Developing mathematical models to predict changes in ocular bioavailability and pharmacokinetics due to differences in the physicochemical properties of complex topical ophthalmic suspension formulations is important in drug product development and regulatory assessment. Herein, we used published FDA clinical pharmacology review data, in-house, and literature rabbit pharmacokinetic data generated for dexamethasone ophthalmic suspensions to demonstrate how the mechanistic Ocular Compartmental Absorption and Transit model by GastroPlus™ can be used to characterize ocular drug pharmacokinetic performance in rabbits for suspension formulations.
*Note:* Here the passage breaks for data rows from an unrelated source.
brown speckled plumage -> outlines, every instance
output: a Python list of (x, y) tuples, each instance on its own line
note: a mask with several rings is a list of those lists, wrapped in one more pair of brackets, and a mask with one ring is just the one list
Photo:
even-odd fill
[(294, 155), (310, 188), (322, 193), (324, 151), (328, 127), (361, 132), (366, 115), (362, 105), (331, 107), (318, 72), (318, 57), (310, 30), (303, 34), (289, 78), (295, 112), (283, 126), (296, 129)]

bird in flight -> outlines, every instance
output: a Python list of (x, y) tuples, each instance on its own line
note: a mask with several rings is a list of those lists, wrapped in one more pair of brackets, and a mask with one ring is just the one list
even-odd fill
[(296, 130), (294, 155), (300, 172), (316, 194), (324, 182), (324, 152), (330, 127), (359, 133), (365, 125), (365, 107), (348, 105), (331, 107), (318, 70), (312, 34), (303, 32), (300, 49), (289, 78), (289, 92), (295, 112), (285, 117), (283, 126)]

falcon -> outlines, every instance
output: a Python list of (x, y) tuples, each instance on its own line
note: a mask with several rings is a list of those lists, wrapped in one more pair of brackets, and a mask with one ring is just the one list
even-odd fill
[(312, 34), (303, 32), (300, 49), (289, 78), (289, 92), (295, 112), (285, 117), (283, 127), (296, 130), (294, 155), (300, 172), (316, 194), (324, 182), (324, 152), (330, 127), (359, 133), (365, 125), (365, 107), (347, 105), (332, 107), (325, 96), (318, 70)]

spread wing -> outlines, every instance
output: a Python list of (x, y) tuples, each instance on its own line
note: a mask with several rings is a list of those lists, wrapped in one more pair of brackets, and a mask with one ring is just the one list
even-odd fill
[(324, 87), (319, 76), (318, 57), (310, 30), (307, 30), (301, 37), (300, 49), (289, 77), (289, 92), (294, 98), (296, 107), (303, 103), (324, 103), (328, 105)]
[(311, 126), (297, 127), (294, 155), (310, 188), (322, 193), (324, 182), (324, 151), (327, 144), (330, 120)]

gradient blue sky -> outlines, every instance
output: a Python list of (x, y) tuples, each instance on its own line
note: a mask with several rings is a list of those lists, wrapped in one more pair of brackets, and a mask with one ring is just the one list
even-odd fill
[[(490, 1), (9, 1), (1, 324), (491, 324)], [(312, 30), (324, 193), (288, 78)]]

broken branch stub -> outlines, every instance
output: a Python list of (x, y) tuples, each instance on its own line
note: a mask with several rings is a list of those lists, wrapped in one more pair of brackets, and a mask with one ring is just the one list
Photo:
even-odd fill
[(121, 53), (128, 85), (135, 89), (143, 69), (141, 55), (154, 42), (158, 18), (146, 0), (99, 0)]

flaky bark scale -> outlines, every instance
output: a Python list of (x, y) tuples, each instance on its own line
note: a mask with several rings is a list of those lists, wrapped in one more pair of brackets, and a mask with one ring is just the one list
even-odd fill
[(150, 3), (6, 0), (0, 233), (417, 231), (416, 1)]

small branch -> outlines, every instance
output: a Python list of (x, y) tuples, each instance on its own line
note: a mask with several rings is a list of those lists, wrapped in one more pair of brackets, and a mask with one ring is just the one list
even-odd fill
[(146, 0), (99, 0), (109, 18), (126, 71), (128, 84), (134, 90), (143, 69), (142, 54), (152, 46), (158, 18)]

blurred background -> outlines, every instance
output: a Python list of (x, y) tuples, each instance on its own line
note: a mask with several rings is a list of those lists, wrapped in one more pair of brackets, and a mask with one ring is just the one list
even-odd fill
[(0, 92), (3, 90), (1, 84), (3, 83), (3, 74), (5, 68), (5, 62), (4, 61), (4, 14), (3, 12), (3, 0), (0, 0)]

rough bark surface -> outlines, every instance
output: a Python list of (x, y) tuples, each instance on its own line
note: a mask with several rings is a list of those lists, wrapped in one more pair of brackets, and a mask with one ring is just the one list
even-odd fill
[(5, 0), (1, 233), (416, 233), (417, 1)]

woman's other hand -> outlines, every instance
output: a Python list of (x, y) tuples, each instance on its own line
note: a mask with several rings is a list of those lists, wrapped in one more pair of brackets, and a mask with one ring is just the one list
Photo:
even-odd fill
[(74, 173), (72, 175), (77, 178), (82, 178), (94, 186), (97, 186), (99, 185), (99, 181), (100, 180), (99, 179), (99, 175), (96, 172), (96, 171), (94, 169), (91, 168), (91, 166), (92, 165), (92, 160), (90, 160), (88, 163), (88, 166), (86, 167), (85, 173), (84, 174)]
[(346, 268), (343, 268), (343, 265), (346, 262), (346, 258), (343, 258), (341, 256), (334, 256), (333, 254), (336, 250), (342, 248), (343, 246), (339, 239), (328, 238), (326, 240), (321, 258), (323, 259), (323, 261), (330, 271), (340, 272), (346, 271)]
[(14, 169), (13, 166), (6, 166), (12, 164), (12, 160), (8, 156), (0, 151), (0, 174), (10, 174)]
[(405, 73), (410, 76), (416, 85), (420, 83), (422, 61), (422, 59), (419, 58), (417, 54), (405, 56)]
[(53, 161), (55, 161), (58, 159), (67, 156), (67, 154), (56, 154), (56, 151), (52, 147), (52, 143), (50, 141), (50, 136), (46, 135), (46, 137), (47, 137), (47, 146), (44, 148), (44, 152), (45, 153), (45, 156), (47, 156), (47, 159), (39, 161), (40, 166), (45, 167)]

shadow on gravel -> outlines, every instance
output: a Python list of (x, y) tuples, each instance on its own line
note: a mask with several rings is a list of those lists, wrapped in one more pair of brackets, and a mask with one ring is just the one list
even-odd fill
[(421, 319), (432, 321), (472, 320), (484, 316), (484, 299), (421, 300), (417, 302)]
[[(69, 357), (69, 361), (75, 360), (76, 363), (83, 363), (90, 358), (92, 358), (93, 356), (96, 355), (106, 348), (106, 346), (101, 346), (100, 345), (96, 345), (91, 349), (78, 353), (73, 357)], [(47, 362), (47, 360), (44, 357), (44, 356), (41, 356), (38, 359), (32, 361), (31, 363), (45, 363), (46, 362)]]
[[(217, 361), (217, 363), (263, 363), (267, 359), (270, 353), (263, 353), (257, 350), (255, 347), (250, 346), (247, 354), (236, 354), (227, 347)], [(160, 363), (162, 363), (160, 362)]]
This model was used to describe the dose-dependent (0.01 to 0.1%) non-linear pharmacokinetic in ocular tissues and characterize the impact of viscosity (1.67 to 72.9 cP) and particle size (5.5 to 22 μm) on in vivo ocular drug absorption and disposition. Parameter sensitivity analysis (hypothetical suspension particle size: 1 to 10 μm, viscosity: 1 to 100 cP) demonstrated that the interplay between formulation properties and physiological clearance through drainage and tear turnover rates in the pre-corneal compartment drives the ocular drug bioavailability. The quick removal of drug suspended particles from the pre-corneal compartment renders the impact of particle size inconsequential relative to viscosity modification. The in vivo ocular absorption is (1) viscosity non-sensitive when the viscosity is high and the impact of viscosity on the pre-corneal residence time reaches the maximum physiological system capacity or (2) viscosity sensitive when the viscosity is below a certain limit. This study reinforces our understanding of the interplay between physiological factors and ophthalmic formulation physicochemical properties and their impact on in vivo ocular drug PK performance in rabbits.